3. Energy Flow: How does energy flow through environmental systems?
Did you identify the carbon pools with stored chemical energy?
Did you explain where the chemical energy in those pools comes from?
Did you explain how energy is transformed in carbon fluxes?
4. Stability and Change: How do carbon fluxes change the size of carbon pools?
Did you explain whether the fluxes going into or out of each pool are balanced or unbalanced?
Did you explain or predict how unbalanced fluxes will change the size of pools?
Other Elements to Consider
Did you use scientific vocabulary correctly?
Did you organize your explanation logically to tell a story that flows?
Discuss Good Explanations
Using slides 18-21, Discuss good explanations for the annual cycle and the long-term trend.

22. Learning Tracking Tool
Goals: We want to figure out (a) what makes CO2 concentrations in Hawaii go up every winter and down every summer, (b) what makes CO2 concentrations a little higher each year, and (c) how to predict future CO2 concentrations.
Activity and Data Sources
What We Learned
Questions We Still Have
Have a discussion to complete the Learning Tracking Tool for this activity.
Show Slide 22 of the 4.3 Tiny World Modeling PPT.
Have students take out their Learning Tracking Tool from the previous lesson.
Have students write the activity name in the first column, "4.3 Tiny World Modeling."

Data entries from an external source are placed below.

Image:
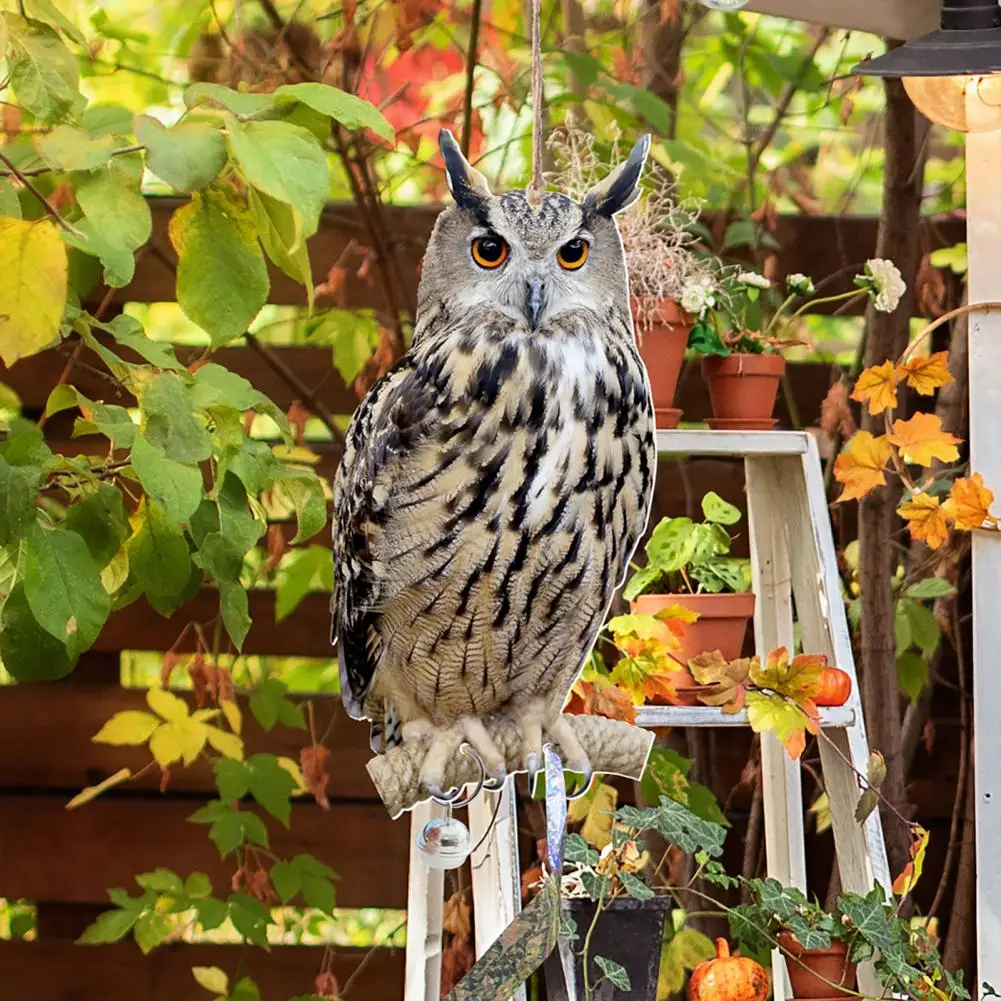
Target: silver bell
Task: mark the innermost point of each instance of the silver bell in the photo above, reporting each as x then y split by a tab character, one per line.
444	843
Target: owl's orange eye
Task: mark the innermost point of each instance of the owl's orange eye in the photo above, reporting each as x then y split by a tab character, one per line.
572	255
489	251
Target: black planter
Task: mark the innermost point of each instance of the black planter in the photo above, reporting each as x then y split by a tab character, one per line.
631	932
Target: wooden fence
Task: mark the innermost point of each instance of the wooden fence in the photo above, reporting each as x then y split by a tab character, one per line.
65	861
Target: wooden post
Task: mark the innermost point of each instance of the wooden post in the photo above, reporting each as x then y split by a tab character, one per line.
983	192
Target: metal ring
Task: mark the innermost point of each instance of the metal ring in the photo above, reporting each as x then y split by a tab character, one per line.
453	801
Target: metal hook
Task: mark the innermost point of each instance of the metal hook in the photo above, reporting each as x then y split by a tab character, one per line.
452	801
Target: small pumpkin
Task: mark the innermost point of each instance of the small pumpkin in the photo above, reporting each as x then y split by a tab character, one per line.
728	978
835	687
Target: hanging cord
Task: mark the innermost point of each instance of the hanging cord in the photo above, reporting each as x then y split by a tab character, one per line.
537	188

Have a class discussion about what students figured out during the activity that will help them in answering the lesson driving questions:
What causes the annual cycle: CO2 concentrations in Hawaii to go down every summer and up every winter?
What causes the long-term trend: CO2 concentrations to go up every year?

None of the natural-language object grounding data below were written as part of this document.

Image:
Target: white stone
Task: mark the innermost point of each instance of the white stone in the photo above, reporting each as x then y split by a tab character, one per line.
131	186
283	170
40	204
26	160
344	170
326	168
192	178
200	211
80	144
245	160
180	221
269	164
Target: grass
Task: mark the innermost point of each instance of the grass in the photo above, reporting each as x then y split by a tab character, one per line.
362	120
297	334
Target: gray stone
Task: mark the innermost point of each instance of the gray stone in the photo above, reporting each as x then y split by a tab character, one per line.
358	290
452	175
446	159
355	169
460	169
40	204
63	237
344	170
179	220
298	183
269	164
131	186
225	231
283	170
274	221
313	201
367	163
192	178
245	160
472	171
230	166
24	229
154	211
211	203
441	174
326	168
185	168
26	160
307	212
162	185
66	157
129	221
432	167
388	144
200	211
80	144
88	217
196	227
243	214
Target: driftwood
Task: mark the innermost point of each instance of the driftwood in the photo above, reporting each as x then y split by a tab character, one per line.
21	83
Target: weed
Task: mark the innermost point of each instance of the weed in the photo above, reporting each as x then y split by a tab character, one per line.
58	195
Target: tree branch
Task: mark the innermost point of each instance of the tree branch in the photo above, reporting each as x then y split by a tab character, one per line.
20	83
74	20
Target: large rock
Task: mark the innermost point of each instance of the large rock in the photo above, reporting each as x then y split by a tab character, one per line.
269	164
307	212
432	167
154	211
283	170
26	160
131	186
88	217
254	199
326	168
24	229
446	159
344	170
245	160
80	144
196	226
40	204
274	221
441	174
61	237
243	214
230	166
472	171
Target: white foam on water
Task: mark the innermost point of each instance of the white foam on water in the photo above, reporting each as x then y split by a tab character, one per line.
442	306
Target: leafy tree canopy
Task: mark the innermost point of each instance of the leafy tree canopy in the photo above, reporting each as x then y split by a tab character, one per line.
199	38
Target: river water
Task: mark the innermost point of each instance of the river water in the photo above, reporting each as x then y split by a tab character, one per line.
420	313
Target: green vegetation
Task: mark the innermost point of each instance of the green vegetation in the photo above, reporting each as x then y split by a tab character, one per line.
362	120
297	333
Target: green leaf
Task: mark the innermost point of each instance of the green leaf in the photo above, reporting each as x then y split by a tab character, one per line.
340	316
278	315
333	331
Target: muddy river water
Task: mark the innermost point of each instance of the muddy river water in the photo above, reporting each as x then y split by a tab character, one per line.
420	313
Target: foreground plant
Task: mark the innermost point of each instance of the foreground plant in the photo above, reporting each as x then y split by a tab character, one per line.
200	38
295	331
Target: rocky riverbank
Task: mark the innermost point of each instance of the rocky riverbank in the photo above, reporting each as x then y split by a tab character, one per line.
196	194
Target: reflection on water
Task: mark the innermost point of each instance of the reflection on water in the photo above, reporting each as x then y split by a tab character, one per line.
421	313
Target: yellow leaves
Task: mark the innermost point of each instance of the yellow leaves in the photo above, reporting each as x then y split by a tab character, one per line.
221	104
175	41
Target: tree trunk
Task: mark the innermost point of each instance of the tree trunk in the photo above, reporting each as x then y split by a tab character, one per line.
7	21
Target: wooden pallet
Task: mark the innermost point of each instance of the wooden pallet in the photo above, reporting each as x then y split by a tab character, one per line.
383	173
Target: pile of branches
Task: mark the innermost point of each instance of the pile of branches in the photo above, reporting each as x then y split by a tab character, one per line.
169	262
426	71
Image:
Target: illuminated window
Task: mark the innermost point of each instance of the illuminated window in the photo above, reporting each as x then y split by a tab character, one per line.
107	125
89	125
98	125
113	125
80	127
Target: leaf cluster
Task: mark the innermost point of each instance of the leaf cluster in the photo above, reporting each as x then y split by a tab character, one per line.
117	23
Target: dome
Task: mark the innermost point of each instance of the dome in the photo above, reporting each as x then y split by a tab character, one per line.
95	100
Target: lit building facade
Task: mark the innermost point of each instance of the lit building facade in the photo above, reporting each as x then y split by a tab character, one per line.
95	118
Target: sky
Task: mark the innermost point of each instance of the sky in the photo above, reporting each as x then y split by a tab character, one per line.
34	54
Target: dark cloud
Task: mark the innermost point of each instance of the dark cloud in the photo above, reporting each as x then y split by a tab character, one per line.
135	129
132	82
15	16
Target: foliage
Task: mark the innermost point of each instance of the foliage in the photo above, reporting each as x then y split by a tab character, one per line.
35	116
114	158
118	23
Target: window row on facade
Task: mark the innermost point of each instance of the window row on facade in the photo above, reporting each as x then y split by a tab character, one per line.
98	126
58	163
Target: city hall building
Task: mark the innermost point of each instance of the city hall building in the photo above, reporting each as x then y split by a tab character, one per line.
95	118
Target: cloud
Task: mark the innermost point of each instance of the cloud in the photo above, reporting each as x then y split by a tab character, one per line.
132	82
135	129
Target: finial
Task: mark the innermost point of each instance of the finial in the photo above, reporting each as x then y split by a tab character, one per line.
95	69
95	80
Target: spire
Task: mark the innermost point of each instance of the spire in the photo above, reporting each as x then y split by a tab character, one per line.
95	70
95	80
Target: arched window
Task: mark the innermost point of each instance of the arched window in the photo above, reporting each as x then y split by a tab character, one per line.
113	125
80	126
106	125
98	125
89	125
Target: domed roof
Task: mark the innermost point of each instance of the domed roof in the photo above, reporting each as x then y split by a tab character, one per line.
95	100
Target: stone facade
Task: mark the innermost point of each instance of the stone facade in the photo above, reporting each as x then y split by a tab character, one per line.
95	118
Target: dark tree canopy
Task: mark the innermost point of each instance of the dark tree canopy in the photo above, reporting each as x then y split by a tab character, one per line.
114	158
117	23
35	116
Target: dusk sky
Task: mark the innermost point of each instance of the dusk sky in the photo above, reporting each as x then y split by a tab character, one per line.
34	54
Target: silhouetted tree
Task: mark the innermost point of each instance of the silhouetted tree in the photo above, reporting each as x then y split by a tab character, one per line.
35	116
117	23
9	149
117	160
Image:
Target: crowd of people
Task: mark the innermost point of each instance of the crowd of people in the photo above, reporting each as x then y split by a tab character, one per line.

How can we predict what will happen to CO2 concentrations in the future?
When you come to consensus as a class, have students record the answer in the second column of the tool.
Have a class discussion about what students are wondering now that will help them move towards answering the unit driving question. Have students record the questions in the third column of the tool.
Have students keep their Learning Tracking Tool for future activities.